Education International
Education International

G20 Summit: Argentinian leader supports workers

published 3 November 2011 updated 4 November 2011

A delegation has met with Argentinian President, Cristina Kirchner, ahead of the G20 Summit, to be held in Cannes, France, from 3-4 November. It was composed of the International Trade Union Confederation (ITUC) General Secretary, Sharan Burrow, the President of EI's Latin America Regional Committee and General Secretary of the Argentinian Trade Union Centre (CTA), Hugo Yasky, EI coordinator, Nicolás Richards, and several representatives of trade union centres.

Ms. Kirchner and the delegation agreed that solutions to the ongoing crisis are more political and economic than financial. Governments must invest in the creation of decent jobs, rather than cut public jobs, by reinforcing basic public services such as education, health and social security, and creating a global financial transaction tax eliminating all tax havens.

Ms.

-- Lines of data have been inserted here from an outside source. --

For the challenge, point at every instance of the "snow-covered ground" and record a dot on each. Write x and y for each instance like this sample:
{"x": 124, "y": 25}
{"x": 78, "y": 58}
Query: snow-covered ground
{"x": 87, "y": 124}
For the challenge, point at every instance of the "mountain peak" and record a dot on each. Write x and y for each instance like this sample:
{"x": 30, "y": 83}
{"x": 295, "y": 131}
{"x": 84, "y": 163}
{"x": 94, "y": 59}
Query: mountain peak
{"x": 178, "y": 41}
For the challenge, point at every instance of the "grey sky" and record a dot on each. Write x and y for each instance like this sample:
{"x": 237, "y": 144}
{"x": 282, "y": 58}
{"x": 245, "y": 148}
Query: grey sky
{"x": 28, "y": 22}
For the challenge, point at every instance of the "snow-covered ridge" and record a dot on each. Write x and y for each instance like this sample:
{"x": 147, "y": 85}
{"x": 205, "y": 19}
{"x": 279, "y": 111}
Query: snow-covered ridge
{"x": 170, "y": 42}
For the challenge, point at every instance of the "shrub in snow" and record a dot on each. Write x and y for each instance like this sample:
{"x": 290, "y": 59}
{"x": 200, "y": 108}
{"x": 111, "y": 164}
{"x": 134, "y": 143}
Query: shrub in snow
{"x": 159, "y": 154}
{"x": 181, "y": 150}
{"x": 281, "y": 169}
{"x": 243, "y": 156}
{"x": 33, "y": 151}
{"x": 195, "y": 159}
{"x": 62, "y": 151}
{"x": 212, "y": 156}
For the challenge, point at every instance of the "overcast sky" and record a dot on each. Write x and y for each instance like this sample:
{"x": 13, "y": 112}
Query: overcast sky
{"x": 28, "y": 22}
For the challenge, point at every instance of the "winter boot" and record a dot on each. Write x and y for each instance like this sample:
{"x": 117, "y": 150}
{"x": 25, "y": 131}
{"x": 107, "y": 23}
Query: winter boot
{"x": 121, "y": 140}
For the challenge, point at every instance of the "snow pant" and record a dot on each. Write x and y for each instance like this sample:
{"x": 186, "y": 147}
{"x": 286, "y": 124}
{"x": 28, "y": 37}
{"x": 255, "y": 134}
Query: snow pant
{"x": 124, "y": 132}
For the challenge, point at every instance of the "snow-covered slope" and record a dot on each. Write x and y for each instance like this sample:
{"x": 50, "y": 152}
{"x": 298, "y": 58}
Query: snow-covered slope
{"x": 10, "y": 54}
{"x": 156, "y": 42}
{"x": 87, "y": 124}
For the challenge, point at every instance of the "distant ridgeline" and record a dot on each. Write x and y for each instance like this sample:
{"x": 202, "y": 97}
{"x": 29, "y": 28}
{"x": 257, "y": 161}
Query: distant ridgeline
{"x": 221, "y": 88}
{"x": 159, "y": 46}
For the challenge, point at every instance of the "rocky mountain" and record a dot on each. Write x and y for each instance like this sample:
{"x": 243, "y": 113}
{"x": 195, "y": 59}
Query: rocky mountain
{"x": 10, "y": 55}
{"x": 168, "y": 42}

Kirchner affirmed she believes that there is no other way to build a better world without exclusion and strongly advocates for open and continuous discussions between workers, employers and governments.

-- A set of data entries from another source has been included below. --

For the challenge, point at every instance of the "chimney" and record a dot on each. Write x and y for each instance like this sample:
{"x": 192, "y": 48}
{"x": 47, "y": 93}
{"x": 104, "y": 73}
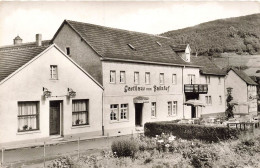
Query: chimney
{"x": 38, "y": 39}
{"x": 18, "y": 40}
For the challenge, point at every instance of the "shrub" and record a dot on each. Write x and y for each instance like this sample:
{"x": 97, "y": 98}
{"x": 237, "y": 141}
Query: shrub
{"x": 125, "y": 148}
{"x": 191, "y": 131}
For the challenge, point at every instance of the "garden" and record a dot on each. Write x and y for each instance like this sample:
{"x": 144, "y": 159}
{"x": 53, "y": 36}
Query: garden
{"x": 207, "y": 147}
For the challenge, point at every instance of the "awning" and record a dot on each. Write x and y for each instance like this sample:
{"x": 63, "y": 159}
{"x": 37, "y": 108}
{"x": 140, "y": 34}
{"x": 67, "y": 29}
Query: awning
{"x": 141, "y": 99}
{"x": 194, "y": 102}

Sharan Burrow noted Ms. Kirchner is an authoritative voice when it comes to find ways out of this crisis, considering that Argentina, but also Brasil and Uruguay, came out of social, political and economic crises at the beginning of the century by making public investment to create more jobs and improve public services, ensuring for example quality education for all.

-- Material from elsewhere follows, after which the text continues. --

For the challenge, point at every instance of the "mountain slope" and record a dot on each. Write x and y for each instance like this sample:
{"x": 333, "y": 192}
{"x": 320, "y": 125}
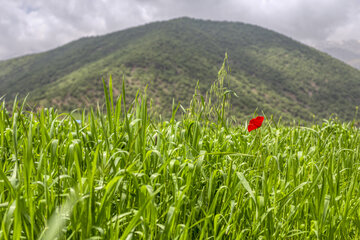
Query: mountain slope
{"x": 270, "y": 72}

Mr. Yasky added that the creation of a universal allowance for each and every poor child in Argentina had reduced school drop-out and contributed to eliminating rampant child labour, and helping give Argentinian workers good qualifications.

EI also joined the other Global Unions in issuing a statement to G20 leaders advocating for the development of a global jobs and recovery plan, as well as a reform of the financial sector, including the establishment of a financial transaction tax.